I keep forgetting, that even amongst my circle of friends, the things I do and enjoy doing don't necessarily seem meritorious. I guess because a lot of the time my fiddlings don't result in some widely advertised public showing, or perhaps they don't even realise I'm doing things because the majority of the time what people are hearing from me are complaints about my shitty job on facebook.
I'll admit, I don't have the output of a lot of others, that I'm lacking in focus and direction and have so many loose ends to my 'practice' that some sort of hilarious anal sex analogy* should be made here, but I still find it infuriating when people I value the opinion of either aren't paying any attention or, even worse, are and just don't give a shit about (/just don't value in the same way, hopefully) what I'm choosing to devote my time to.
Back in those years of teenage ouchiness my friend, in the midst of a pseudo-suicidal fit of existential insecurity, once asked me "what compels a person to stay alive?" It was the wee hours of the morning, and my sluggish brain, at that time confounded, could come to no other conclusion but "biology" - the human body as a machine that compels us to function, that should then be taken as evidence for our need to "live" in a more philosophical sense. It was a lazy answer, which I realised at the time, and so did my friend as she quickly brushed my answer off to return to her ontological questioning on MSN Spaces.
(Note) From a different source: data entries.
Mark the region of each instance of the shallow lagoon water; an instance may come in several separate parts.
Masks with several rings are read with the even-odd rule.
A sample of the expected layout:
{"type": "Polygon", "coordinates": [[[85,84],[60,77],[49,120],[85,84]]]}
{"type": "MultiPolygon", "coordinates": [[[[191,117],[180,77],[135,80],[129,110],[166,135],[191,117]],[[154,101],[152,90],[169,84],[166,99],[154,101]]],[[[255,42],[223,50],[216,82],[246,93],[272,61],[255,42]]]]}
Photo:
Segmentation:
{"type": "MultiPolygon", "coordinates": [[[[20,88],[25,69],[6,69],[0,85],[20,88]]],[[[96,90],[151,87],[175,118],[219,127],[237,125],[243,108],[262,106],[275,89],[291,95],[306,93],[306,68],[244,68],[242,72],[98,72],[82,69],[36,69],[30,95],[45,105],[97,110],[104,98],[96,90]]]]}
Months later that question came to mind again, and with it many similar evenings of overthought teenage angst. Memories of infuriation, of clashing opinions, of wounded pride. Then I realised, perhaps for me at least, the compulsion to stay alive might come from a need for acceptance, the quest for validation of those things that you hold to be true, of finding some place, some mindset, where you feel at ease with yourself and are valued in a similar way by others^.
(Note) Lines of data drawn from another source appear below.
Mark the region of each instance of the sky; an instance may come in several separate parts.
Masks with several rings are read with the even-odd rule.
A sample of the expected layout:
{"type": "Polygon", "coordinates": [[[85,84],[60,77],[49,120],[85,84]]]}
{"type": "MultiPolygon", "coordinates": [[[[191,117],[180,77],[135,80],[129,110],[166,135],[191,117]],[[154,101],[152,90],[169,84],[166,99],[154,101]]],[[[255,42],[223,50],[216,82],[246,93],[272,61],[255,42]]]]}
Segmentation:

Albert Camus, in his writings on suicide (I think, I'm fairly rusty) said that it was an individual's feelings of being divorced from their environment that would drive them to take their own life. This makes sense to me - a person needs some framework within which to arrange their concept of self, and existing in a world makes it an inevitable part of this framework. You need to feel that you 'fit' somewhere in your world, that you have a place that you can function, or else what are you but an entity without context?
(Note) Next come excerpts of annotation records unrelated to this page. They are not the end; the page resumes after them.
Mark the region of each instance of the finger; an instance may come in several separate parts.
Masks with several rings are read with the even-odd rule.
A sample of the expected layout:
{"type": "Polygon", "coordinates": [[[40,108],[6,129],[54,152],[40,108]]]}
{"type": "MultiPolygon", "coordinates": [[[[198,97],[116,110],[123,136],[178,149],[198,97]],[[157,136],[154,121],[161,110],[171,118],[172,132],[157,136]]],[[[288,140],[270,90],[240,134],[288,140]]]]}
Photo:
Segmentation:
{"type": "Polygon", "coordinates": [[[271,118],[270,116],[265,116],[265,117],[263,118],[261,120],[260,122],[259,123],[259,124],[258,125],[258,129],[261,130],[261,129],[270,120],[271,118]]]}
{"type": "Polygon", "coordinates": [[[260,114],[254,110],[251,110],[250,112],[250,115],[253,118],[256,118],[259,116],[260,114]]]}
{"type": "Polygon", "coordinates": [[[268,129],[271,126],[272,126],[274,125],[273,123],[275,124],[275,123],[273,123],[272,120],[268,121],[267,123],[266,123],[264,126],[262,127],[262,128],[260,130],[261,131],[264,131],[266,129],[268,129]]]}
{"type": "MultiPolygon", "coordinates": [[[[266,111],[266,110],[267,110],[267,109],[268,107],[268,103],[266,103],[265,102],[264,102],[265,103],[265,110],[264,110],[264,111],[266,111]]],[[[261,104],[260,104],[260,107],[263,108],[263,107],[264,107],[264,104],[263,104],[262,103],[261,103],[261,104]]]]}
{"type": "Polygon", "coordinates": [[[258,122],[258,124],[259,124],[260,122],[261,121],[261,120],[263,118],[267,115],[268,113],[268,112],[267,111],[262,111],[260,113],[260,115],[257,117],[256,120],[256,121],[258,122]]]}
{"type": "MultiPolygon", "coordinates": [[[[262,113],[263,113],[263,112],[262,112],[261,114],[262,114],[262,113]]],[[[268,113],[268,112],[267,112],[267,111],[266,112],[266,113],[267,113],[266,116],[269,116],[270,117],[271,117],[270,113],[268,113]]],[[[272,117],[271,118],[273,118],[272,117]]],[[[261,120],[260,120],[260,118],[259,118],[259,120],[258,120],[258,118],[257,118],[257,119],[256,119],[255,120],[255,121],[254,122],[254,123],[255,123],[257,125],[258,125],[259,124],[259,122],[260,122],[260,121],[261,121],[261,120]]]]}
As I sit here as an 'artist', or whatever the fuck it is I am, it seems for a lot of other people meaning-giving frameworks are easier to find. Naturally, everyone is prone to existential exasperation, painful paradigm shifts and all those other things, but sometimes I find myself fantasising about what it would be like if I'd taken a more pragmatic route - one clearly marked and with handrails. If I'd been able to find an enthusiasm for, perhaps, business studies (if not out of interest then out of a need to buy a house as part of a fixed 10 year plan or something similar), I could have studied for that exact HSC mark that would get me into that exact course, gone to some networking meetings, applied for internships advertised to my faculty at the same time as the rest of my cohort, and spent the rest of my days working my way up through that company, or perhaps rotating around a few different companies using the same managerial skills at each. I say again, there is plenty of room for existential disasters in this area, but at least if you step from outside your own insecurity there's a hierarchical external structure, as defined by your organisation, that can be moved within.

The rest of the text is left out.